A tradition we started with our oldest child, gleaned from the traditions of other families and other cultures.  We surround our sons with some of the most important men in their life.  Men they love and men they respect.  Each man given a task of imparting their own unique wisdom of how to become a man on the topics of Faith, Sex and Dating, Character, Work Ethic and Family.  And each son, nervous before it starts, has been glowing with pride at the end. 


I cannot say enough what it means to me as a mother of so many sons to see them cherished by others.  Our family ties are not determined by blood or race or location, and these men, family by choice and commitment,  come from far and wide because they love my children. 

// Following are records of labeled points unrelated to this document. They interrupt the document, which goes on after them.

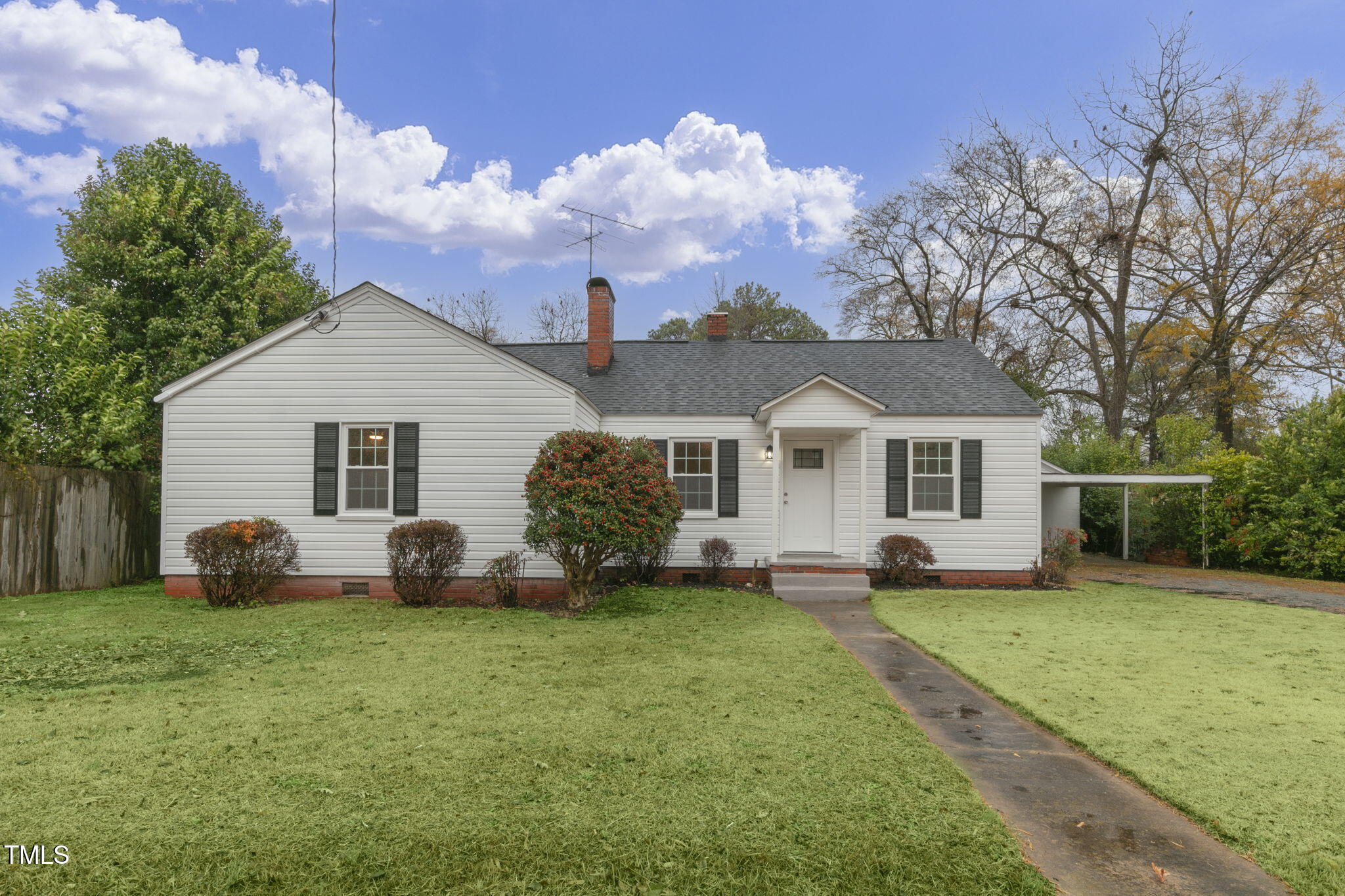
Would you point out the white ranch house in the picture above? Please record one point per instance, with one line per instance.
(802, 453)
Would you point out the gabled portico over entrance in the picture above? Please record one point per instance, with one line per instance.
(820, 445)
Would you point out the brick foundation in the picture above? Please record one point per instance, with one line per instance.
(305, 587)
(795, 567)
(736, 575)
(992, 578)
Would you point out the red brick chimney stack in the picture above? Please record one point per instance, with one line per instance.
(717, 326)
(602, 324)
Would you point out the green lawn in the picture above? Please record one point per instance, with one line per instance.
(1229, 711)
(670, 742)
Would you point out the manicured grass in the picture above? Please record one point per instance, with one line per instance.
(1098, 566)
(1229, 711)
(669, 742)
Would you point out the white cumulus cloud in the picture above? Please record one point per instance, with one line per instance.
(43, 182)
(112, 77)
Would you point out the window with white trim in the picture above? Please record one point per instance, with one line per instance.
(692, 468)
(933, 479)
(368, 469)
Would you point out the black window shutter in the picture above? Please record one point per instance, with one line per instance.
(971, 479)
(728, 477)
(896, 477)
(407, 469)
(326, 437)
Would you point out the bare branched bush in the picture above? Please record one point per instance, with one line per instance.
(424, 558)
(646, 563)
(240, 562)
(716, 555)
(502, 580)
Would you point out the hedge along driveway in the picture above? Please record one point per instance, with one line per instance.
(1229, 711)
(671, 740)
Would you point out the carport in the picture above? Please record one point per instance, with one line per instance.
(1056, 477)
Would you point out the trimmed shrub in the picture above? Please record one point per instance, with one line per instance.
(1061, 550)
(904, 558)
(716, 555)
(646, 563)
(424, 558)
(592, 496)
(1046, 574)
(500, 578)
(240, 562)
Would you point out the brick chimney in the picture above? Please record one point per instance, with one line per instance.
(602, 323)
(717, 326)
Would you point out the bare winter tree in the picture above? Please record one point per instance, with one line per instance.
(1088, 214)
(478, 312)
(560, 320)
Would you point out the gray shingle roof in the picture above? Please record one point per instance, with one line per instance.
(917, 377)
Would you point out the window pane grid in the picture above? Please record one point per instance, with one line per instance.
(931, 477)
(693, 475)
(366, 468)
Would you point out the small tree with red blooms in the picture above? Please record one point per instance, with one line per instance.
(1061, 550)
(592, 496)
(903, 558)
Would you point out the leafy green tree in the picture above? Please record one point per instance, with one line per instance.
(66, 396)
(755, 312)
(592, 496)
(179, 263)
(1296, 494)
(1176, 516)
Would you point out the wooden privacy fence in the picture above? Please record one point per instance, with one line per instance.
(65, 528)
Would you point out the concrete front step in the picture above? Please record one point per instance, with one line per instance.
(821, 586)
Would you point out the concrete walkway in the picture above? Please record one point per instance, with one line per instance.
(1218, 584)
(1090, 830)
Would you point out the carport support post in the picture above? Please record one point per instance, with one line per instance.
(1125, 523)
(1204, 528)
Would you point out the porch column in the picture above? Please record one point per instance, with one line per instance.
(864, 498)
(775, 494)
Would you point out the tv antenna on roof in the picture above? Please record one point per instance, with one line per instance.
(583, 228)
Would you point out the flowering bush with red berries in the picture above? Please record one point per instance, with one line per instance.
(592, 496)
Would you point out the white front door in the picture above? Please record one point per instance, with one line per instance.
(806, 511)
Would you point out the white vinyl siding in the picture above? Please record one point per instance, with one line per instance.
(751, 530)
(241, 442)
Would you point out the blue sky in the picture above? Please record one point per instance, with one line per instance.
(739, 133)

And Sunday our focus turned to our daughters and their addition to our family.  Our chance to stand before our church family and thank them for their support, and to make a commitment to raise the girls to the very best of our abilties before God and man.

It was crowded and busy and very, very loud around here this weekend.  And I loved every.single.minute.  Kids might have had to sleep on the floor of the laundry room, and the 9 year old crammed into the toddler bed he was sharing with his sister was only SUPER CUTE for the first half of the night and cooking large meals and endless bags of garbage was alot of work, but it was worth every minute.  It was good. 

A time to celebrate.  Days to remember.